Living without cookies seemed possible. The dream was that the Chrome browser would end up having a system in which the data used to personalize the advertising that we see in the browser would reside on our devices. From there, these systems would have used algorithms to offer targeted advertising, and we would all win: advertisers could continue sending “personalized” advertising, but without specifically and individually tracking each user.
Many systems disappear. On the official blog of this technology, its head, Anthony Chavez, explained that he will withdraw the vast majority of technologies that he had developed for this purpose. According to this manager, the abandonment of these systems is due to their “low adoption rate.” It will keep some of the technologies: CHIPS (“partitioned” cookies), FedCM (to provide a federated identity) and Private State Tokens (anti-fraud) will remain active.
We want a universal standard. In addition to the low adoption rate, Google added that the ecosystem of advertisers, developers and media requested advertising and performance measurement solutions capable of operating broadly. This is exactly what many sectors were protesting about, accusing Google of favoring Chrome and its advertising platform with this type of system.
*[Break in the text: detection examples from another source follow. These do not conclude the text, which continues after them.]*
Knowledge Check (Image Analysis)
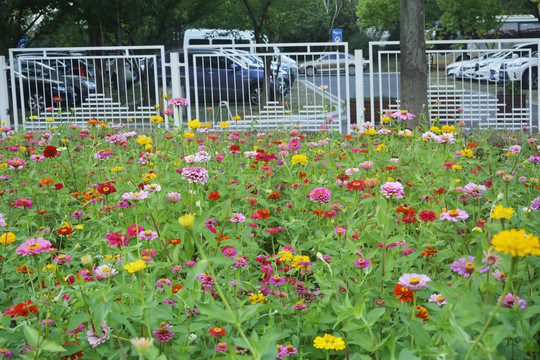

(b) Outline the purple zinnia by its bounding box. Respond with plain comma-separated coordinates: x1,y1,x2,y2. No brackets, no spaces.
308,187,332,204
152,322,174,343
354,258,370,269
450,256,489,277
497,293,527,309
176,166,208,184
439,209,469,222
381,182,405,199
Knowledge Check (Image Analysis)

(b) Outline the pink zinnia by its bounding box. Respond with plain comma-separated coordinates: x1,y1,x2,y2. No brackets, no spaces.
15,198,32,209
390,110,416,120
497,293,527,309
152,322,174,343
428,294,448,306
269,275,285,286
17,237,52,256
354,258,370,269
381,182,405,199
176,166,208,184
308,187,332,204
439,209,469,222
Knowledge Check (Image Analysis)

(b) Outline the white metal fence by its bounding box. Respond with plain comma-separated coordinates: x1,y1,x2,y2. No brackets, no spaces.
367,39,540,130
170,43,356,131
0,39,540,132
5,46,165,129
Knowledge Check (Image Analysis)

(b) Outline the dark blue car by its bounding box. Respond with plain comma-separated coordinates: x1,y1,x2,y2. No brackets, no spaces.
148,49,288,106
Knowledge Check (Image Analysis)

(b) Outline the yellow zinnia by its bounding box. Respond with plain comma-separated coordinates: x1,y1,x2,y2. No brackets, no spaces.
124,260,146,273
0,232,17,245
178,214,195,230
491,229,540,256
491,205,515,219
313,334,345,350
137,135,152,145
150,115,163,124
291,154,307,165
188,119,201,129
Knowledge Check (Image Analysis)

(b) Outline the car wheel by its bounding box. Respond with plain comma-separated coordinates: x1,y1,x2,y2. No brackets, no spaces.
26,94,47,112
249,85,261,106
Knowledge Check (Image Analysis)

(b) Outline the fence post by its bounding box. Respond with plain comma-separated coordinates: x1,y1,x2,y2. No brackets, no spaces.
0,56,10,130
170,52,182,128
354,49,364,127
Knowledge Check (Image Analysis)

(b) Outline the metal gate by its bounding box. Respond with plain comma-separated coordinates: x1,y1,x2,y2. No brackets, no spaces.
9,46,166,130
366,39,540,130
177,43,363,132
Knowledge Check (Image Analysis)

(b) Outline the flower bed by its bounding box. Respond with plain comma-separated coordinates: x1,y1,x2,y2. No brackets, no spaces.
0,107,540,359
Google precisely adds in its announcement that they will work on an interoperable standard that meets the requirements requested by the W3C organization.
Plummeting income. The tools that Google was testing with Privacy Sandbox were failing in key aspects. Above all, in the decrease in income: those who tested these systems detected a 30% drop in income, and also latency problems that increased it by 200%. Their technical complexity and lack of trust were other factors: the systems simply did not fulfill their purpose.
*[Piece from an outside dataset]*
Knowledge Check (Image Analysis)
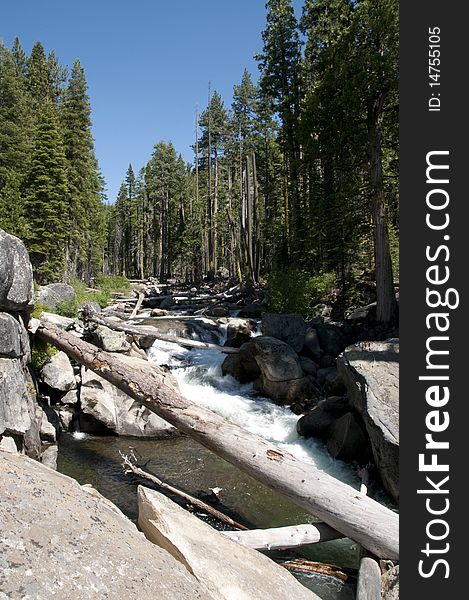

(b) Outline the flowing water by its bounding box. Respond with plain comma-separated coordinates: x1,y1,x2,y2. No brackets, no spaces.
59,316,360,600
A setback for the industry and users. Google’s initial announcement almost six years ago was promising: they wanted to eliminate cookies from Chrome. Their first attempt, FLoC technology, soon came under fire from all quarters, calling it “a terrible idea.” Then came other attempts and proposals such as Topics, but the theoretical end of cookies in Chrome kept getting delayed.
Many wasted resources. As they point out in PPC.Land, this surrender by Google means that the work of companies, developers and media has come to nothing. Those who tried to adapt to these technologies and prepare for that hypothetical future without cookies now find that all those efforts were in vain.
Cookies will continue with us. So Google (and its billions of users) are back to square one. Cookies have proven to be overly important to the internet economy, but their impact on privacy and user experience—including cookie notices—remains dire.
W3C open standards as an alternative. The W3C consortium is working on solutions through its Private Advertising Technology Working Group (PAT WG). One of the systems developed is called Privacy-Preserving Attribution: Level 1, which measures advertising conversions avoiding user re-identification. Now it remains to be seen if it can become an interoperable standard adopted by browsers.